For another thing, I studied Psych as an undergrad. My interest was in research, and I quickly discovered that there was a fairly strong schism between scientific psychology and clinical psychology. I could drone on about this for ages, but, for a nutshell, consider Elizabeth Loftus’ career in debunking some of the egregious harms caused by unscientific psychotherapy. I’m certainly no Elizabeth Loftus, but her work exemplifies the type of problem I wish to express and explore when it comes to mental healthcare.
And yet another thing, I’m a fan of science fiction, the future, and technology. There are many such people on this board, and, from our perspective (as has been noted by other posters, above), the field of mental health is in its infancy. Easy to say, but it takes a great deal of imagination and effort to recognize the drastic implications of that statement. From that viewpoint, the most important improvements we can make to mental healthcare in the US is to make progress in related fields.

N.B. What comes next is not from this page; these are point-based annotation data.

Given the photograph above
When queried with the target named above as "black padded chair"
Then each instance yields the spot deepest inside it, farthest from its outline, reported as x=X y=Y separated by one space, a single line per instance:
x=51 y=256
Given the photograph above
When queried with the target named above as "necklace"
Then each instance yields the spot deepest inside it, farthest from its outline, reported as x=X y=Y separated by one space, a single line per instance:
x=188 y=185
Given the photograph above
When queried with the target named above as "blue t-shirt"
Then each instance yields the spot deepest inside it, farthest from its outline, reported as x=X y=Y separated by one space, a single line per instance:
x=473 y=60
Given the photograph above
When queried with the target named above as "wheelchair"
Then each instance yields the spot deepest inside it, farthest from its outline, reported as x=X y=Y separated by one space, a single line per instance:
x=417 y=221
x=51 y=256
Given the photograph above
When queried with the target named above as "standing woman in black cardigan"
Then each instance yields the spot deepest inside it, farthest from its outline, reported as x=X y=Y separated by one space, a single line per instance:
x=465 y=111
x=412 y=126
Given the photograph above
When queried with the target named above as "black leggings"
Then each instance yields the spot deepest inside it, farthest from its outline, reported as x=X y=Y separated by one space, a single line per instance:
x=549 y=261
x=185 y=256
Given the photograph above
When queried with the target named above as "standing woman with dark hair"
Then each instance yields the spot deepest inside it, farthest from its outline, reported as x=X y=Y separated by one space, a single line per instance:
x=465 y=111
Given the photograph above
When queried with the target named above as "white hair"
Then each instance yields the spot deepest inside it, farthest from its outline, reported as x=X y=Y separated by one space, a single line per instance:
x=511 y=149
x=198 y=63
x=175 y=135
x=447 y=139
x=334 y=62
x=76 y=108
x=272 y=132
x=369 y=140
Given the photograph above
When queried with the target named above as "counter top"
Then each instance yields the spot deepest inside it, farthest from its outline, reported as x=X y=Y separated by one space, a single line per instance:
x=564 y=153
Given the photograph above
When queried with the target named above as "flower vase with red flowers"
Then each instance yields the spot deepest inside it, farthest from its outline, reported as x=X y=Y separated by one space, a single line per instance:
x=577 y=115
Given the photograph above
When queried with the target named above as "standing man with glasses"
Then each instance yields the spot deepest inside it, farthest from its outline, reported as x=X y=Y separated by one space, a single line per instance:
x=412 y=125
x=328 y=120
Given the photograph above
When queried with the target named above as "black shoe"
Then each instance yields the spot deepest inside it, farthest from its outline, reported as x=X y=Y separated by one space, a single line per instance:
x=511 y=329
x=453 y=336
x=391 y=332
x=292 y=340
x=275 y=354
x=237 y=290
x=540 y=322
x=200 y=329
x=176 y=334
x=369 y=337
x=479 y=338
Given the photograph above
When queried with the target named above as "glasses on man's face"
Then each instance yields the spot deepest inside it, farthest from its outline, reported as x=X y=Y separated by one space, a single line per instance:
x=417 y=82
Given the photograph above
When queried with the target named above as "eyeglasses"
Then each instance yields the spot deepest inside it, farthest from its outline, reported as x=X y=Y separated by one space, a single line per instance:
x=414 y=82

Finally, there are huge tensions between two functions of our mental health system (such as it is). One function is to promote mental well-being, particularly in those who have little of it. Another function is a police function, wherein we expect mental health professionals to be able to enforce treatment and somehow restrict individuals from things like gun ownership. These two functions are severely at odds with one another, from the ground up. Do you want a hard-nosed cop to be your nurse? Do you want your self-empowerment guru to be responsible for your safety in a dangerous neighborhood?
But that’s just the background. From that starting point, I’d say that in order to move forward in this field we need some pretty sweeping reformations in how we approach the subject of mental healthcare, on a societal level. We’d need to focus on everything from destigmatization to normalization, and, also, especially on applying rigorous scientific criteria to a field that is, frankly, highly resistant to such things (while at the same time maintaining it’s sheen of respectability via a glamour of seemingly scientific grounding).
And this is where my depression kicks in, my pessimism. Because the people who work in the field currently feel attacked, and react as such (although you’d think they’d respond better, given their field of interest, than recalcitrant twelve-year-olds) when criticized for not operating in a more respectable (scientifically-speaking) fashion. Because the field is far more market-driven than it is driven by scientific principles or even humantistic ones (a problem that is ubiquitous in a capitalistic society, but easily avoided by those who aren’t greedy… if you can find them). Because…
Because mental health takes place in a milieu that is unlike any other (except that it isn’t) in that it is far more sensitive to its milieu. Which is to say, that every single person who interacts with other people has some level of responsibility for one another’s mental health – because that’s how it fucking works. And yet, we are abysmal at handling this. We treat one another horribly. Especially in this forum.
And… you can see where the depression and pessimism are taking over. The question of the OP is “how do we improve mental healthcare in the United States,” and I don’t have a constructive response. Because unless we can adequately address everything from stigma to pseudo-science to the excesses of market capitalism, in addition to that mysterious quality of human on human cruetly, there IS no constructive response to this issue.
Funding user-run self-help alternatives seems to be a good idea. And, credit where it’s due, the mainstream mental health organizations have been advocating exactly that, and putting their money where their mouth is.